Genetic Dissection of Complex Traits with Chromosome Substitution Strains of Mice

Jonathan B. Singer,1,2* Annie E. Hill,3* Lindsay C. Burrage,3,4 Keith R. Olszens,3 Junghan Song,5{dagger} Monica Justice,5 William E. O'Brien,5 David V. Conti,6{ddagger} John S. Witte,6 Eric S. Lander,1,2,7§|| Joseph H. Nadeau3,4,8§||

Chromosome substitution strains (CSSs) have been proposed as a simple and powerful way to identify quantitative trait loci (QTLs) affecting developmental, physiological, and behavioral processes. Here, we report the construction of a complete CSS panel for a vertebrate species. The CSS panel consists of 22 mouse strains, each of which carries a single chromosome substituted from a donor strain (A/J) onto a common host background (C57BL/6J). A survey of 53 traits revealed evidence for 150 QTLs affecting serum levels of sterols and amino acids, diet-induced obesity, and anxiety. These results demonstrate that CSSs greatly facilitate the detection and identification of genes that control the wide diversity of naturally occurring phenotypic variation in the A/J and C57BL/6J inbred strains.
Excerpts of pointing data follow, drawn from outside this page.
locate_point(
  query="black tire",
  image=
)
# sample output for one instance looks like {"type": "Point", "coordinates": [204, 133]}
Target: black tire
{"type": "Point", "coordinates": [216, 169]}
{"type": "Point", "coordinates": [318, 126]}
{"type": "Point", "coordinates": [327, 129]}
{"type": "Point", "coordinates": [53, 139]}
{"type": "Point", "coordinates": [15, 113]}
1 The Broad Institute, Cambridge, MA 02142, USA.
2 Whitehead Institute for Biomedical Research, Nine Cambridge Center, Cambridge, MA 02142, USA.
3 Department of Genetics, Case Western Reserve University School of Medicine, Cleveland, OH 44106, USA.
4 Center for Computational Genomics and Systems Biology, Case Western Reserve University, Cleveland, OH 44106, USA.
5 Department of Molecular and Human Genetics, Baylor College of Medicine, Houston, TX 77030, USA.
6 Department of Epidemiology and Biostatistics, Case Western Reserve University, Cleveland, OH 44106, USA.
7 Department of Biology, Massachusetts Institute of Technology, Cambridge, MA 02139, USA.
8 Center for Human Genetics, University Hospitals of Cleveland, Cleveland, OH 44106, USA.



* These authors contributed equally to this work.

{dagger} Present address: Department of Laboratory Medicine, Seoul National University Bundang Hospital 300, Kumidong, Bundang-ku, Sungnam, Kyungki 463-707, Korea.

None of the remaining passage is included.